I touched the corner of the frame as my scars itched and burned. "Why don't you think she was at the blood pit?" I asked aloud without hesitation. "If she was there, I need to know."
Havik paced nearer, his footsteps unusually heavy, as if he were stomping with aggravation. "Telavar should not have told you."
"He did the right thing."
"She was not there!"
I turned to face the vampire behind me, blinking when he left the shadows. His skin, untouched directly by the sun for centuries, glowed in the filtered light, though his hair was still uniformly black. His eyes shone as the only spots of color in his monochromatic visage.
Havik's reticence in conceding Theda's possible presence at the blood pit wasn't based on logic.

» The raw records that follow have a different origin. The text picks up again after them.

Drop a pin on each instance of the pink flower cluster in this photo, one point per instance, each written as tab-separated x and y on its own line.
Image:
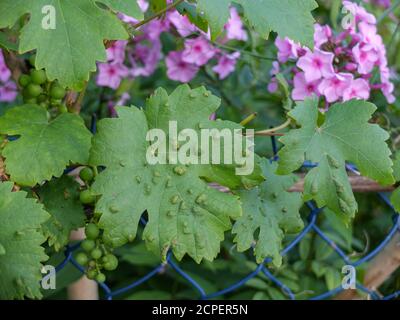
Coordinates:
141	56
381	3
8	89
341	67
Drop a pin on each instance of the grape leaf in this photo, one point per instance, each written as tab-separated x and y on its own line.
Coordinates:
341	137
395	197
44	148
288	18
269	212
216	13
184	213
61	199
69	51
20	240
128	7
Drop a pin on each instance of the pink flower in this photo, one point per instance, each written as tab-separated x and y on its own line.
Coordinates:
370	35
333	88
116	53
178	69
316	65
5	73
110	75
286	49
303	88
198	51
387	90
366	57
321	34
145	57
234	27
181	23
143	5
358	89
226	65
8	91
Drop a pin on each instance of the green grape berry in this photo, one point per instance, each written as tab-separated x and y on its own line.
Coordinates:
101	278
87	197
96	253
30	100
92	231
86	174
33	90
88	245
38	77
110	262
42	98
91	274
57	92
82	258
24	80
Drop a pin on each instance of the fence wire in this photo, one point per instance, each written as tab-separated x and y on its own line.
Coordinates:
261	268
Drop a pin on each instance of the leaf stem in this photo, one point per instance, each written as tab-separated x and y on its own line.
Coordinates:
78	102
272	131
158	14
248	119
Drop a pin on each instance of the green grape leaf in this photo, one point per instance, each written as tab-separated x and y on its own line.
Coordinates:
71	41
216	13
288	18
6	43
44	148
341	137
184	213
128	7
20	239
61	199
269	212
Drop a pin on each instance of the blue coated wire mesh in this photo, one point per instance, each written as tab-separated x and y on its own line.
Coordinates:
261	268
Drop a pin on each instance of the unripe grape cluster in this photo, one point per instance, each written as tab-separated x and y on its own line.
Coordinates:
37	89
95	256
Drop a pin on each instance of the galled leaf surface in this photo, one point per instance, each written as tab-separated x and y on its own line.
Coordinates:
20	239
269	212
288	18
344	135
61	199
44	148
69	51
184	213
129	7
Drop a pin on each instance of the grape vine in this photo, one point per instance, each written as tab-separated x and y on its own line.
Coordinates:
62	170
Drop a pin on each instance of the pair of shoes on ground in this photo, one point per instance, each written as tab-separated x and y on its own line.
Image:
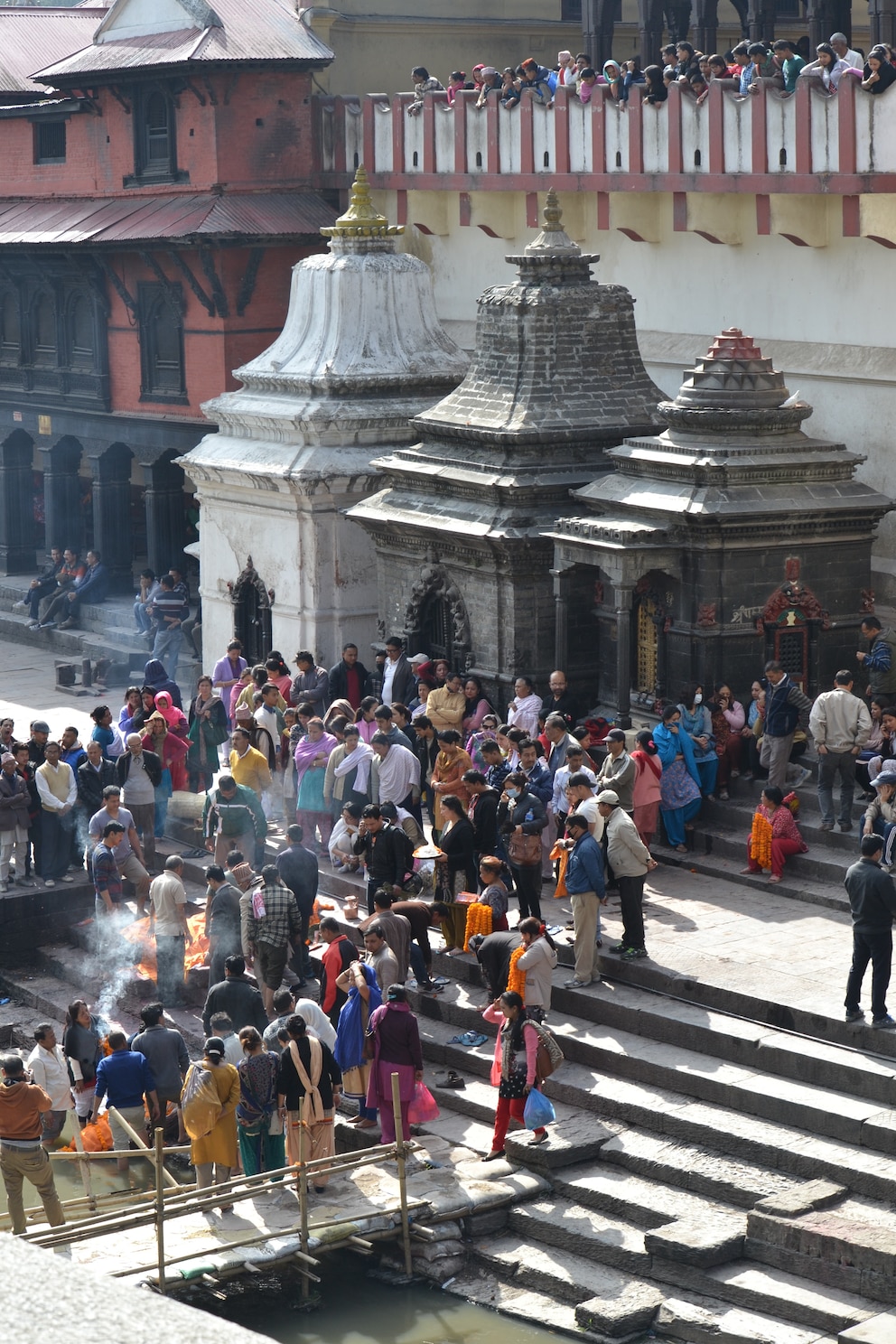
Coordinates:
626	953
450	1081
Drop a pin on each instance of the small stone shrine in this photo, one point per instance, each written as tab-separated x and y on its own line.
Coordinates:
460	523
725	540
361	352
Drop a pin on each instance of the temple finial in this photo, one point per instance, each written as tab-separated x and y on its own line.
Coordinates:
361	219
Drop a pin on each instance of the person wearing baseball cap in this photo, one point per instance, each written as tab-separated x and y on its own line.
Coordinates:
630	862
14	820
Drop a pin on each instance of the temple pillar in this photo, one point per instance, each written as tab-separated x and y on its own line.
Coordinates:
112	530
16	504
560	620
62	495
622	595
165	527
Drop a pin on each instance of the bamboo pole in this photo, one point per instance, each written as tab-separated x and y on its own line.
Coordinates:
402	1176
160	1209
138	1142
228	1246
85	1170
303	1184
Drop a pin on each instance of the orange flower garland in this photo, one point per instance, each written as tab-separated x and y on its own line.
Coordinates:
761	840
479	919
516	979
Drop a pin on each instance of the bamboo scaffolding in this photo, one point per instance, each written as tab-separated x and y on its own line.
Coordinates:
402	1175
140	1143
160	1209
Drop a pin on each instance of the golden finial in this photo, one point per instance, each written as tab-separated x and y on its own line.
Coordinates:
361	219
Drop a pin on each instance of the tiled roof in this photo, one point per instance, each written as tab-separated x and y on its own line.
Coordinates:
49	35
133	219
228	31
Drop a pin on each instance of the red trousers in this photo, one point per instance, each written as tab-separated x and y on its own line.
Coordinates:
507	1107
779	851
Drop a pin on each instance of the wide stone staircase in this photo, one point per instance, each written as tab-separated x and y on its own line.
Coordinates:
105	632
723	1164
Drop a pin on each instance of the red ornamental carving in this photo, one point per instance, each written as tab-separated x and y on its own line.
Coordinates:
793	595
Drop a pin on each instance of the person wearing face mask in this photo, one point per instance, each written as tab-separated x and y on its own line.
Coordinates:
696	721
521	818
680	796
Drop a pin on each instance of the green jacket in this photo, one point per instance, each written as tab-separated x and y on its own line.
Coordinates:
233	816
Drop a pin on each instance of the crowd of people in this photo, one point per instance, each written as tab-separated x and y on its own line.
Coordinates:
367	763
746	69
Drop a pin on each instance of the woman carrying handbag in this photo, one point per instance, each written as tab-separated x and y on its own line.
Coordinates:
521	818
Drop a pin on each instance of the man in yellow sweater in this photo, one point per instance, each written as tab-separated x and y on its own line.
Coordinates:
58	792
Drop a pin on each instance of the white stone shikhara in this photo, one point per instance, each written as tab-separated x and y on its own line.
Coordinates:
361	352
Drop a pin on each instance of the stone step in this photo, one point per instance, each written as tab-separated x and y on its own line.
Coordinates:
647	1203
623	1055
705	1321
769	1292
676	1118
703	1171
526	1305
560	1274
583	1231
849	1246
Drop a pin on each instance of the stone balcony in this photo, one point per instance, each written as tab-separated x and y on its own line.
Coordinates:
762	144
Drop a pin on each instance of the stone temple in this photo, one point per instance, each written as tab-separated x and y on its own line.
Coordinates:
462	519
360	354
728	539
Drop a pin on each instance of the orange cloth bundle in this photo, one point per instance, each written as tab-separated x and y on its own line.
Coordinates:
761	840
479	919
516	979
560	855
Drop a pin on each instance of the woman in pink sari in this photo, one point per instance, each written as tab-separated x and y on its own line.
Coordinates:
312	813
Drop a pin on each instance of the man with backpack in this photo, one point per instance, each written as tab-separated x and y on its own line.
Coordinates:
387	854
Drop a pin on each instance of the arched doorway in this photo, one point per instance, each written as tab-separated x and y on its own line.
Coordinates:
251	613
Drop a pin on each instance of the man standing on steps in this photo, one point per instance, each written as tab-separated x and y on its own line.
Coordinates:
785	705
872	900
168	921
840	724
58	795
138	774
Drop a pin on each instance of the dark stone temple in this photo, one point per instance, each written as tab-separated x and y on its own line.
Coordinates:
461	525
728	539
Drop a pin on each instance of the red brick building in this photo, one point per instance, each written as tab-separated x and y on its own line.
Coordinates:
156	191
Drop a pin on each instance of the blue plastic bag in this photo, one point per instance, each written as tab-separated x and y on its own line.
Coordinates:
537	1110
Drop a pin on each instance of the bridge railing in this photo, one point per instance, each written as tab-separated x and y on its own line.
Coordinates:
763	141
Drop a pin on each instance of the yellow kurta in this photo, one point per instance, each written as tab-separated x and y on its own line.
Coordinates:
220	1145
250	769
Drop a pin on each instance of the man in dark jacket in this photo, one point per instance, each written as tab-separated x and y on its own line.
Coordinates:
348	677
298	871
91	779
385	850
236	996
872	900
482	812
785	705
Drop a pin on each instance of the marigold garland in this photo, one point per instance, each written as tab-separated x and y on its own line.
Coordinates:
479	919
761	840
516	979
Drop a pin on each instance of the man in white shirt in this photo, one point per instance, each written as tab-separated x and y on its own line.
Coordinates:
854	60
168	921
49	1070
58	792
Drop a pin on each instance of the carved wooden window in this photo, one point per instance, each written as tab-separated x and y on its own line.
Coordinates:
647	645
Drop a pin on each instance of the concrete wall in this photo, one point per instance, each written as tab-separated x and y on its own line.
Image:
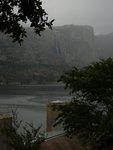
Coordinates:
5	120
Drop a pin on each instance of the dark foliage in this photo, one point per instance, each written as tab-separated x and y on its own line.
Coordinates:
21	137
13	12
90	114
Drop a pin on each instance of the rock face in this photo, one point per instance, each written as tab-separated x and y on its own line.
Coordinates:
66	45
41	59
69	44
104	45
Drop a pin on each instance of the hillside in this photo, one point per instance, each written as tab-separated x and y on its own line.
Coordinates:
43	59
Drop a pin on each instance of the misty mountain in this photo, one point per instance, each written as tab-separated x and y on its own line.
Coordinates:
104	45
43	59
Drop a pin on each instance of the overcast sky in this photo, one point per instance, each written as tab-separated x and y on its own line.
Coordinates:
97	13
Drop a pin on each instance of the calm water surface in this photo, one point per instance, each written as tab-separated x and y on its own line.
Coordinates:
31	101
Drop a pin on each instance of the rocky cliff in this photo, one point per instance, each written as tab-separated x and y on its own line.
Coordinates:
44	58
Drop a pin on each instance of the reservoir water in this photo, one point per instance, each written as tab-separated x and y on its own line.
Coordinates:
31	101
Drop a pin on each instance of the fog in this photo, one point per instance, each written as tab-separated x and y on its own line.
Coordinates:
97	13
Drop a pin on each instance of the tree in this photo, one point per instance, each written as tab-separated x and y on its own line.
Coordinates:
20	137
13	12
89	115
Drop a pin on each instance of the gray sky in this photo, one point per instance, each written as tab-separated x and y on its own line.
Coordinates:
97	13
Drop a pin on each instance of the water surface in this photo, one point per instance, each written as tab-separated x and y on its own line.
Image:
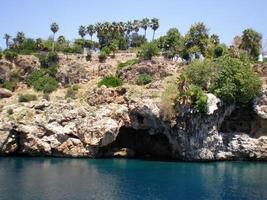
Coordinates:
70	179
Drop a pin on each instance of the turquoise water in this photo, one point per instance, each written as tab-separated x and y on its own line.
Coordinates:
71	179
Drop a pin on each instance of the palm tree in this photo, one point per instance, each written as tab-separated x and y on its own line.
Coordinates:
20	38
136	25
61	39
154	25
82	31
129	27
7	37
91	31
121	27
39	44
145	24
54	28
99	28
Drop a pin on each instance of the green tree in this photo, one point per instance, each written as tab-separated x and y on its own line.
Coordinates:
20	38
39	44
7	38
172	43
145	24
82	31
61	39
251	42
148	50
196	40
154	25
91	31
54	28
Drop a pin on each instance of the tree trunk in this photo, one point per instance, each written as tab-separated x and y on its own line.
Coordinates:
53	45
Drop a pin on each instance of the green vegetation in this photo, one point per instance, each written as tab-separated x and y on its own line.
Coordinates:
72	92
10	55
131	62
236	82
10	111
27	97
148	50
144	79
171	44
41	80
89	56
110	81
251	43
231	79
12	83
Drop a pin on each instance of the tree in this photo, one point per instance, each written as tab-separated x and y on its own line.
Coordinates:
7	37
251	42
20	38
172	43
145	24
39	44
61	39
154	25
82	31
196	40
91	31
148	50
54	28
129	27
136	25
215	39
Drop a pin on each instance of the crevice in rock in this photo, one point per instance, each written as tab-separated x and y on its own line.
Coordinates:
138	144
244	120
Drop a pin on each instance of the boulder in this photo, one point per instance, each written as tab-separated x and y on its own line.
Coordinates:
5	93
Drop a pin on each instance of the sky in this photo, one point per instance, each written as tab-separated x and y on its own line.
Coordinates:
226	18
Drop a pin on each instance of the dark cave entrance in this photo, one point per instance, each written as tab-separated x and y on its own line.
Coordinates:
143	144
244	120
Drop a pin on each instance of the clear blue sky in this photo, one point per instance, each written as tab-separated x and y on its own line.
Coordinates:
226	18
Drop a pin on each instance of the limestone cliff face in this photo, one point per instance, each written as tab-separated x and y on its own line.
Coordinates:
127	128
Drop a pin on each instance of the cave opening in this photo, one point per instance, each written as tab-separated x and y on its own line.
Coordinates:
141	143
244	120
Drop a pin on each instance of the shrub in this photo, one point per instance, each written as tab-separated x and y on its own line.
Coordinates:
144	79
27	97
106	50
137	40
46	96
110	81
202	73
41	81
148	50
10	111
220	50
10	85
167	110
127	63
200	100
237	82
102	56
10	55
72	92
89	56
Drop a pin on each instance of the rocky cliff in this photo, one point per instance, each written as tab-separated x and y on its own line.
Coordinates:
127	122
127	128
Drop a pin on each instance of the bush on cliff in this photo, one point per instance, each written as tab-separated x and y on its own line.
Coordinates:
27	97
110	81
41	80
231	79
148	50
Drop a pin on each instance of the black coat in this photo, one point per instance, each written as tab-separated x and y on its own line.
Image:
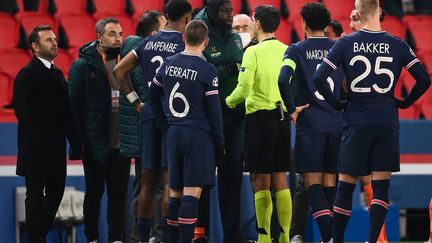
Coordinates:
42	109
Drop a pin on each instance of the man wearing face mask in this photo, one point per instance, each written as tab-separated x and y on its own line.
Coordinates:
94	100
225	51
243	25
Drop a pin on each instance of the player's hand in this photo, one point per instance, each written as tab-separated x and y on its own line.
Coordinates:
219	153
341	105
295	114
400	103
138	105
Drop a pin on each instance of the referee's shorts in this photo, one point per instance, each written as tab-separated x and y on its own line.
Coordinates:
267	142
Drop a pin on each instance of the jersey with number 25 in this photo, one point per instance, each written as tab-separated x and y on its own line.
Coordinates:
372	61
151	54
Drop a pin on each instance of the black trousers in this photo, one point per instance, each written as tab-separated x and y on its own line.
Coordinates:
230	174
43	197
113	173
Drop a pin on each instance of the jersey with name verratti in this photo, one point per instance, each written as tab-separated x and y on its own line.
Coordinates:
152	53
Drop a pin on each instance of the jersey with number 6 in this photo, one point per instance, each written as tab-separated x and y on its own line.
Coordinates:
187	80
151	54
372	61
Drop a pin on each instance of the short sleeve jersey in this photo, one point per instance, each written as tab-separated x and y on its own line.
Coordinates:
186	80
152	53
305	57
372	61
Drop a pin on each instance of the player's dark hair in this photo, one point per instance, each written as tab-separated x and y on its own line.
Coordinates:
337	27
148	23
316	15
100	25
175	9
268	16
196	32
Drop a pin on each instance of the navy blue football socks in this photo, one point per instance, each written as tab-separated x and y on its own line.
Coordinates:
378	208
342	210
172	219
320	210
187	218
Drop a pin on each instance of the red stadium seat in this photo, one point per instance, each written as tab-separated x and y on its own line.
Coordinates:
9	31
63	61
109	7
283	33
29	20
419	26
5	94
394	26
255	3
196	3
294	7
11	61
140	6
65	7
339	8
79	29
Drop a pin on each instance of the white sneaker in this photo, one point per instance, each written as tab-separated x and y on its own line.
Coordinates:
297	239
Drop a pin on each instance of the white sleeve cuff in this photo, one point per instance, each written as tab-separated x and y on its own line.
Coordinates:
132	96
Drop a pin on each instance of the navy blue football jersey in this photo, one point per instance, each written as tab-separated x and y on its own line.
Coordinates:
372	61
308	56
188	80
152	53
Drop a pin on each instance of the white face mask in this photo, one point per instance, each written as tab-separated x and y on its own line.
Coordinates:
246	39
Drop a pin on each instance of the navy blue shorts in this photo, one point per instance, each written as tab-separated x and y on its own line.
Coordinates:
153	144
318	152
191	160
369	148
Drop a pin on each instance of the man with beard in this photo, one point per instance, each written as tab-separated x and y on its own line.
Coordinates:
225	51
94	99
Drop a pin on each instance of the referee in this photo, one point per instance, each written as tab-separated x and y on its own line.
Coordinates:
267	131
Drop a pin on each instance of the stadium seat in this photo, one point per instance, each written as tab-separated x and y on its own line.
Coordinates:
394	26
66	7
283	33
63	61
196	3
294	7
79	29
5	94
11	61
419	27
9	31
140	6
339	8
252	4
109	7
29	20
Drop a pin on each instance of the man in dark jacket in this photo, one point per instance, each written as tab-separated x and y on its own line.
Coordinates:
41	107
94	100
225	51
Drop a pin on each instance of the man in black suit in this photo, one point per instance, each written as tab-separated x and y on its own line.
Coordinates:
41	105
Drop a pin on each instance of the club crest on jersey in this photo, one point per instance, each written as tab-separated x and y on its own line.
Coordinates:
214	52
239	44
215	82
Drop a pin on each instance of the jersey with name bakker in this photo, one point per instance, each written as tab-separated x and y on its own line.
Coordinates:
152	53
319	116
186	80
372	61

It wasn't that he didn't trust Telavar or his wily contact; he simply placed too much trust in Theda. He didn't want to believe someone he loved as a daughter could possibly be involved in something so heinous, that she could be so carelessly risking her life.
Admitting Theda had been there meant admitting he didn't know her as well as he thought he did. I think such a revelation terrified Aurel.
The vampire reached for me and I flinched when he curled his fingers beneath my chin. His touch was cool and hair-raising, his fingertips tracing my jaw before following the slope of my neck, coming to rest over my jugular.
"Theda joined my cadre in 1916. I had no desire to add another member, yet her circumstances demanded I do so. I traded often with her true family, a band of gypsies, for information or goods, whatever I found more valuable at the time. In the mass hysteria created when the Fae decided to reveal our presence, Theda's parents were among the casualties killed for associating with the preternatural—for associating with me—and though I managed to save their daughter from the pyre, her injuries necessitated a change. I stole her life."
"I'm sorry—."
"I don't want your pity." He lowered his face to mine, his voice growling in his chest. "I only want you to understand she would never do something so foolish. She wouldn't throw her life away in ridiculous blood sports!"
I touched the hand on my neck, laying my own over it before giving Havik a few sympathetic pats. I was shocked even master vampires were capable of being shortsighted when it came to their family. "Okay, I understand."
"You won't go there, then?" He removed his hand from my person, though his eyes never left mine.
"I won't."
"Grae...."
"I have everything I need. I'll just...get out of your hair."
Careful to not touch him again, I side-stepped Havik and walked to the door, not breathing. The tension drawn between us was immense, like a cord pulled taut enough to snap, and I refused to look back at him as I exited the apartment, striding swiftly down the hall. His stare followed, unrelenting.
Only when I was in the elevator did I dare take a breath.
Lying to vampires could not be good for my health.